During President William Henry Moretz's tenure, the Medical College of Georgia expanded
areas including student growth, faculty size, research developments and building space.
In 1972, Dr. Titus H.J. Huisman established MCG's Sickle Cell Center. The centers
emphasis was on education, testing and counseling, clinical services, research and
social services. On December 10, 1973, ground was broken for the Virgil P. Sydenstricker
Wing of Eugene Talmadge Memorial Hospital. During that same year, the Nancy Cobb House
was opened to house sickle cell patients making overnight visits to MCG clinics. The
house was named in honor of Nancy Cobb Young, a member of one of the first sickle
cell families studied by the late Dr. Sydenstricker. The Georgia Comprehensive Epilepsy
Program headed by MCG's Dr. Joseph B. Green started in 1975; the program sought to
train socio-medical professionals across Georgia to understand and help epileptics.
On October 13, 1976, the hospital dedicated the new Virgil P. Sydenstricker Wing.
This photograph is the Nancy Cobb House, which became known as the Sickle Cell Center. The Medical College of Georgia opened the center in 1973 to house sickle cell patients making overnight visits to the clinic.

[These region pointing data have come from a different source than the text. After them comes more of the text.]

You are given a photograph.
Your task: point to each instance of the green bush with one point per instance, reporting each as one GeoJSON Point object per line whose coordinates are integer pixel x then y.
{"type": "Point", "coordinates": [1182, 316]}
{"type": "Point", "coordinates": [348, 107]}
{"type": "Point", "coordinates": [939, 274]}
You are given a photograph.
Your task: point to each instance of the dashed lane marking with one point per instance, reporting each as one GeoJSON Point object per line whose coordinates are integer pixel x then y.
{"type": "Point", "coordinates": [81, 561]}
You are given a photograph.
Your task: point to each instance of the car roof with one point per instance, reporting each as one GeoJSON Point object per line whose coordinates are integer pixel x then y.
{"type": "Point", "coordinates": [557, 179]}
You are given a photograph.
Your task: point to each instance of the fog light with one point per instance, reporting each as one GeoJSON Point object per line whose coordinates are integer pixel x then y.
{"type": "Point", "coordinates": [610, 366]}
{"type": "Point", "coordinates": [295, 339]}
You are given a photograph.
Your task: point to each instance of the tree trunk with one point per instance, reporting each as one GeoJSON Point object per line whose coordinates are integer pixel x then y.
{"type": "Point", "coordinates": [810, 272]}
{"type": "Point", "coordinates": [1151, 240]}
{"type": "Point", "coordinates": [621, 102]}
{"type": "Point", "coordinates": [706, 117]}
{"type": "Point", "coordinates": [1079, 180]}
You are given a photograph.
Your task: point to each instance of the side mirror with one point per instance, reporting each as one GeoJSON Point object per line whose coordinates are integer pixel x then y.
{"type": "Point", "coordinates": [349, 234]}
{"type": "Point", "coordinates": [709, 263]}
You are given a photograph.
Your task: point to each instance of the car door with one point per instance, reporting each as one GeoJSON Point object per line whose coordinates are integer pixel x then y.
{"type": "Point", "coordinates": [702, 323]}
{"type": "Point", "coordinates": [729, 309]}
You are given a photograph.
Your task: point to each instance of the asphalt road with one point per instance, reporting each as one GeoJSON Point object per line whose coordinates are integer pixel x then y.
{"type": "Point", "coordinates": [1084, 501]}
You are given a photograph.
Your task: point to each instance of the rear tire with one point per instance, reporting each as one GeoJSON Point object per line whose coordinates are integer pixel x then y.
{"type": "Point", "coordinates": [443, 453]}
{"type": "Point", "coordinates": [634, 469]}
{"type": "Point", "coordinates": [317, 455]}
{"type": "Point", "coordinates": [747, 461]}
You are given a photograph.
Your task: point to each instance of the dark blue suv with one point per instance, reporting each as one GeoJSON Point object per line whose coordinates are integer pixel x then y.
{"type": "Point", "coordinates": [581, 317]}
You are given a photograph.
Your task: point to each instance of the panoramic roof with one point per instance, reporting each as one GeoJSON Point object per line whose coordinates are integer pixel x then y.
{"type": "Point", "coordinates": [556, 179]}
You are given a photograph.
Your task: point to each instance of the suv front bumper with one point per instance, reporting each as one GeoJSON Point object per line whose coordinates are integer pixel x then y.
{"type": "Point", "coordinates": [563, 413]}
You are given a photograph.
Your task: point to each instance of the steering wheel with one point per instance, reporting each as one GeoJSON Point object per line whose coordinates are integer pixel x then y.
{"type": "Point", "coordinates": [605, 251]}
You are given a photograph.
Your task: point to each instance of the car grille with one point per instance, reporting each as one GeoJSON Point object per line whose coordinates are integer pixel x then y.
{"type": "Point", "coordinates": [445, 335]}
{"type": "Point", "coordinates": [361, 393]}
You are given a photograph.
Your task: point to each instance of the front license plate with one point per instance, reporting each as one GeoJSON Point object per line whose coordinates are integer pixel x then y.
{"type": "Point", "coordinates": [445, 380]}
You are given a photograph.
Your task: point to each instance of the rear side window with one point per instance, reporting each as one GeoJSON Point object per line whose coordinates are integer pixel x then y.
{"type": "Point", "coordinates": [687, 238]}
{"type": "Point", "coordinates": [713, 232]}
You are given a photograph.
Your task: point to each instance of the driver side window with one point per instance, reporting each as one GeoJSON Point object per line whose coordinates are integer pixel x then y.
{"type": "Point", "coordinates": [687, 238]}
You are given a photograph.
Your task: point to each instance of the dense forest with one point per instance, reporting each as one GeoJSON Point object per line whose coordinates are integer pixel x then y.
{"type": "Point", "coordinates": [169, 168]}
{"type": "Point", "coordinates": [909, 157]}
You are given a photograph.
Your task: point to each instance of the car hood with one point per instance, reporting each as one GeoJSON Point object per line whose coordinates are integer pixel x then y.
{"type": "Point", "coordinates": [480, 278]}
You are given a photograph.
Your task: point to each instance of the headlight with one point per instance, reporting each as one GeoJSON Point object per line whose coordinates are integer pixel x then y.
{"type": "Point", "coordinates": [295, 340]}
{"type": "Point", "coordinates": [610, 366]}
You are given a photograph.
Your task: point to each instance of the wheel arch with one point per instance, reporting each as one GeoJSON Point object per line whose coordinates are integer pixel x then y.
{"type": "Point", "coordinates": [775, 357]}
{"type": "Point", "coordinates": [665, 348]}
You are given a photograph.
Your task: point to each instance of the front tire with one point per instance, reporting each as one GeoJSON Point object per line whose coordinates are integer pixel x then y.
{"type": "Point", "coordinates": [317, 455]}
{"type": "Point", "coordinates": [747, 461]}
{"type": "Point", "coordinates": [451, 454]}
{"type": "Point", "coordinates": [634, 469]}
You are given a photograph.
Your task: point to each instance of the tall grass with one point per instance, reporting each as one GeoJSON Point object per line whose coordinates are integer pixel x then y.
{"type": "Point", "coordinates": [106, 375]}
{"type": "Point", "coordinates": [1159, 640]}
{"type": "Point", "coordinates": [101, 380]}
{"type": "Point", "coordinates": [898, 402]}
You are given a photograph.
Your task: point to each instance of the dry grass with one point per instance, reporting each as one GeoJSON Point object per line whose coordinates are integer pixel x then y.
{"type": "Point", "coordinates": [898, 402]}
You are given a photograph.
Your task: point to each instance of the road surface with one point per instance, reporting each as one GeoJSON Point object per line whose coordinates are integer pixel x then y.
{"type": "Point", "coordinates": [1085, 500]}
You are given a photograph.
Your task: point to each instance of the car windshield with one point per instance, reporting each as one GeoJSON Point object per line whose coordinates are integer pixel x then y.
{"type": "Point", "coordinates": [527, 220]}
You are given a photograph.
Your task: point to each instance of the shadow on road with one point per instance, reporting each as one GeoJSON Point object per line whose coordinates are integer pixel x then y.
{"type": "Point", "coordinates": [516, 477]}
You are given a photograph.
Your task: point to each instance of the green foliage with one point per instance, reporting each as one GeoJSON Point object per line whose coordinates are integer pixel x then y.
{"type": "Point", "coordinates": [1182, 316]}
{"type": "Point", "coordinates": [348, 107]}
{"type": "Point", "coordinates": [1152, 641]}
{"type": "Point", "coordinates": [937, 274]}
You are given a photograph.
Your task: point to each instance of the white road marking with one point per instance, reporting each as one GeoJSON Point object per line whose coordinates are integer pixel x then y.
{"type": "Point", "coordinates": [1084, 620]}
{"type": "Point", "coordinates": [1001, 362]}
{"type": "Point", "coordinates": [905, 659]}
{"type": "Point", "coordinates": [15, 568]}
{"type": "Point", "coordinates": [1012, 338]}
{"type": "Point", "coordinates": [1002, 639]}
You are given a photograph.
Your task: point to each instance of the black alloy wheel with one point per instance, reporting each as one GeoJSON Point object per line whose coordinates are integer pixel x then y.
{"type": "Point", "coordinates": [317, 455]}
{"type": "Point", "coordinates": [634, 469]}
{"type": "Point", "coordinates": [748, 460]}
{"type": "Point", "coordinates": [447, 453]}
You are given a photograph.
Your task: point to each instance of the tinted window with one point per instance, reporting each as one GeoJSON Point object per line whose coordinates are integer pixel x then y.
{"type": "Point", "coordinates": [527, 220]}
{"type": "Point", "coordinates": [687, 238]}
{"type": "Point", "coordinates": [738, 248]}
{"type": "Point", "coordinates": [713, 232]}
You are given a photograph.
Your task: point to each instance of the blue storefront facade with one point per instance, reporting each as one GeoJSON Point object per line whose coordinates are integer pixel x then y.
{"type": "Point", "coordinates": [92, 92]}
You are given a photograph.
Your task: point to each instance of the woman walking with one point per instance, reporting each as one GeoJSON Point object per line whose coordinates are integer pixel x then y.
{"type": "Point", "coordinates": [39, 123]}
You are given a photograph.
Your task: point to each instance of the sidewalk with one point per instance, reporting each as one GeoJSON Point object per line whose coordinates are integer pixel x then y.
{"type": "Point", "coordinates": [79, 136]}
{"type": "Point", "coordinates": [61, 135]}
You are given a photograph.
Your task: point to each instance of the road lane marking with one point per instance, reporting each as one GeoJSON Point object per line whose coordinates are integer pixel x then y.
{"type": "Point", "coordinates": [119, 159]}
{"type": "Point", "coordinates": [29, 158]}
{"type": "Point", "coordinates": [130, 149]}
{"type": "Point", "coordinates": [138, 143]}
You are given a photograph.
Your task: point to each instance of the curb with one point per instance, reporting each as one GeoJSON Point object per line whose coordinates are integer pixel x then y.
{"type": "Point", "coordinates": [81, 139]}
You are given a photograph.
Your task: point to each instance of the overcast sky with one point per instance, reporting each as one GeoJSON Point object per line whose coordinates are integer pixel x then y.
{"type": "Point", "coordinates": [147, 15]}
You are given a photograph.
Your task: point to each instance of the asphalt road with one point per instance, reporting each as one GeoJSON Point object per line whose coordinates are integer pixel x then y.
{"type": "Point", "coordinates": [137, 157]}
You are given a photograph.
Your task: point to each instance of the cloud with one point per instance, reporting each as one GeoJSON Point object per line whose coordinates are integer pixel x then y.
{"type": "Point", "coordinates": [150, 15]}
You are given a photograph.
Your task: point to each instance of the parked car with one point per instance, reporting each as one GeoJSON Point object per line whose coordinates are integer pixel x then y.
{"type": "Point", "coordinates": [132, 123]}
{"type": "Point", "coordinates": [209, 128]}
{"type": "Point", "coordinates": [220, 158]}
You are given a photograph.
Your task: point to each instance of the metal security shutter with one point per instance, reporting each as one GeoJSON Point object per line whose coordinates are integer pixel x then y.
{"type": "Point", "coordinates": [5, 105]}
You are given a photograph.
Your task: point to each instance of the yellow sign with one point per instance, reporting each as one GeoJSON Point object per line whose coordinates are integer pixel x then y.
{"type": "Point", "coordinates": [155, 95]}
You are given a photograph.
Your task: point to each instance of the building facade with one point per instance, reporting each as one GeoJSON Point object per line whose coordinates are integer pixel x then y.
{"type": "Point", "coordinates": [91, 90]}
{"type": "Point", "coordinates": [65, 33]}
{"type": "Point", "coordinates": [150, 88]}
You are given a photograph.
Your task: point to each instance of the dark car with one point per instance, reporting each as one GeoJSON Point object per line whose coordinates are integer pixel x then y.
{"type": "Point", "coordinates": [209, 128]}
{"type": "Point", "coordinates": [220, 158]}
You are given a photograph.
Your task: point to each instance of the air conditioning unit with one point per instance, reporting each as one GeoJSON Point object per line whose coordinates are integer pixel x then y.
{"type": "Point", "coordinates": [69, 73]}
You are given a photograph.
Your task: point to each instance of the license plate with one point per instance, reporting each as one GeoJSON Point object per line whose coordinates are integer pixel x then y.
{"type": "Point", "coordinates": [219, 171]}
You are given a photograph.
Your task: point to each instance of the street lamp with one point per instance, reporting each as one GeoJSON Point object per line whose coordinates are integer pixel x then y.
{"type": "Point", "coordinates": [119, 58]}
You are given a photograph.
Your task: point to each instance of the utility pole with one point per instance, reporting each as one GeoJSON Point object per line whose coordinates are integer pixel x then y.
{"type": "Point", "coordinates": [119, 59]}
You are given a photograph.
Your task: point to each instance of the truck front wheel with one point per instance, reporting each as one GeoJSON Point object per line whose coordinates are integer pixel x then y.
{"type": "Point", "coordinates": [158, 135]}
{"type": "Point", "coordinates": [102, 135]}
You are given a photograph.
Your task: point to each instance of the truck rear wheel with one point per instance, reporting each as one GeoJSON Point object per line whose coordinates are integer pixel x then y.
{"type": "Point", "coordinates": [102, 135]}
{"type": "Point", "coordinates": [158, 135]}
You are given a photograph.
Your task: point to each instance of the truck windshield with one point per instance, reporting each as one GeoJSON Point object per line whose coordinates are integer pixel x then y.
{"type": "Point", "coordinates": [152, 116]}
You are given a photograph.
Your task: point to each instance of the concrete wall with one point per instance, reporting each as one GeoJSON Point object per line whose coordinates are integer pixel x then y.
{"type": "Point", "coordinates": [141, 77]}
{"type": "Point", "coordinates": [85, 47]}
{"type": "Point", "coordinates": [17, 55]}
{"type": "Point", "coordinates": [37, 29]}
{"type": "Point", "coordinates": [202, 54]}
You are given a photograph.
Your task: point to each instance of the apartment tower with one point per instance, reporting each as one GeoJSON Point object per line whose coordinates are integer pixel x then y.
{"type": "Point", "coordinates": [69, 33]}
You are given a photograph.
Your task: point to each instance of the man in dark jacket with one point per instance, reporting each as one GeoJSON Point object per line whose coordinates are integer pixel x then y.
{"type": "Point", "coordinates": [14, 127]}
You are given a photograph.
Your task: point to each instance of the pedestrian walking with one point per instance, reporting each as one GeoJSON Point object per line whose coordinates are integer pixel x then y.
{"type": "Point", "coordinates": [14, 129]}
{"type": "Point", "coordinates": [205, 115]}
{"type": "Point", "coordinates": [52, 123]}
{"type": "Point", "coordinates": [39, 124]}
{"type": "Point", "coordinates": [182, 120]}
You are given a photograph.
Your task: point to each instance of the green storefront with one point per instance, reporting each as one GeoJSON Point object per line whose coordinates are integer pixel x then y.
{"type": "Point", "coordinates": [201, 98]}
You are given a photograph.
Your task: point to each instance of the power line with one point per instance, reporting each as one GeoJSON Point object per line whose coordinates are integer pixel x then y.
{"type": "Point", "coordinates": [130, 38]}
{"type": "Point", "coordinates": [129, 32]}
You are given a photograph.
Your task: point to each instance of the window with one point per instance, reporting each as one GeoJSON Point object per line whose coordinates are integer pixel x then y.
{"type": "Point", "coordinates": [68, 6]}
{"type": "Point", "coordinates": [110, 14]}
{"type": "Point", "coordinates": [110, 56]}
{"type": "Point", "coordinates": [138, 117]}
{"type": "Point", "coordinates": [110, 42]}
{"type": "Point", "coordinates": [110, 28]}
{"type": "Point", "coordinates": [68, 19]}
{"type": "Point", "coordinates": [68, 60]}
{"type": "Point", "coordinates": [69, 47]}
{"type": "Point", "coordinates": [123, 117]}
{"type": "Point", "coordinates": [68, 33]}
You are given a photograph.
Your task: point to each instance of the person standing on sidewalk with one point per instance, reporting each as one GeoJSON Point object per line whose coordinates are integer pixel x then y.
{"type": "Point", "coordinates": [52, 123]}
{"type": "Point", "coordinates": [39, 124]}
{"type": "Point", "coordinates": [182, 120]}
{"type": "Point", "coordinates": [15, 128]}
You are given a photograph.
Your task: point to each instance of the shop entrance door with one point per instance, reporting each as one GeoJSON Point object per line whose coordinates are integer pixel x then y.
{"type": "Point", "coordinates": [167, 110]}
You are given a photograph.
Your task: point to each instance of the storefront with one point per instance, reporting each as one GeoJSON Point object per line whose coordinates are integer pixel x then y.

In 1980, the university established the MCG Research Institute, a non-profit corporation, which encouraged basic and clinical research at the institution. During President Moretz's inaugural address, he indicated MCG's need to substantially enlarge the library. In late 1980, the addition was completed, and by early 1981, the library moved into it. The same year, Student Health Services opened under the leadership of Dr. William Henderson. During 1981-1982, the university added both a baccalaureate and certificate program in diagnostic sonography. Talmadge Memorial Hospital celebrated its 25th anniversary in fall 1981. A year later, Talmadge Hospital received the first triple organ donation in Georgia. During Dr. Moretz's presidency, the number of MCG graduates almost doubled and the university spent more than $25 million in construction and renovation.
The city of Augusta dedicated the "new" University Hospital in December 1970. MCG
bought the "old" University Hospital in 1973 for its preservation and future use by
its Schools of Allied Health Sciences and Nursing. However, it was not financially
feasible to remove the asbestos, so the original structure was demolished in the early
1990s. MCG saved two wings of the old hospital: the Milton Antony Wing and Jennings
Wing. The Milton Antony Wing was remodeled and renamed the Walter L. Shepeard Building,
for a former pathology professor and chairman of the Department of Medical Technology,
to house MCG's Departments of Occupational Therapy, Physical Therapy and Medical Technology.
In 1977, the Board of Regents approved $1 million to remodel the Jennings Wing into a permanent facility for Departments of Medical Technology and Occupational Therapy. The Jennings Wing was renovated but for a much different purpose. MCG later renovated the Jennings Wing to become a freestanding building that houses a portion of the School of Nursing. The Jennings and Shepherd buildings are the only buildings that were part of the old University Hospital complex.
The library received a facelift and a new addition in 1980, which increased its size to over 60,000 square feet. The library established a computer micro-lab in 1983 that supported computer-aided instruction, online searching, databases, and computer literacy. The library's name changed to the Robert B. Greenblatt, MD Library in 1987.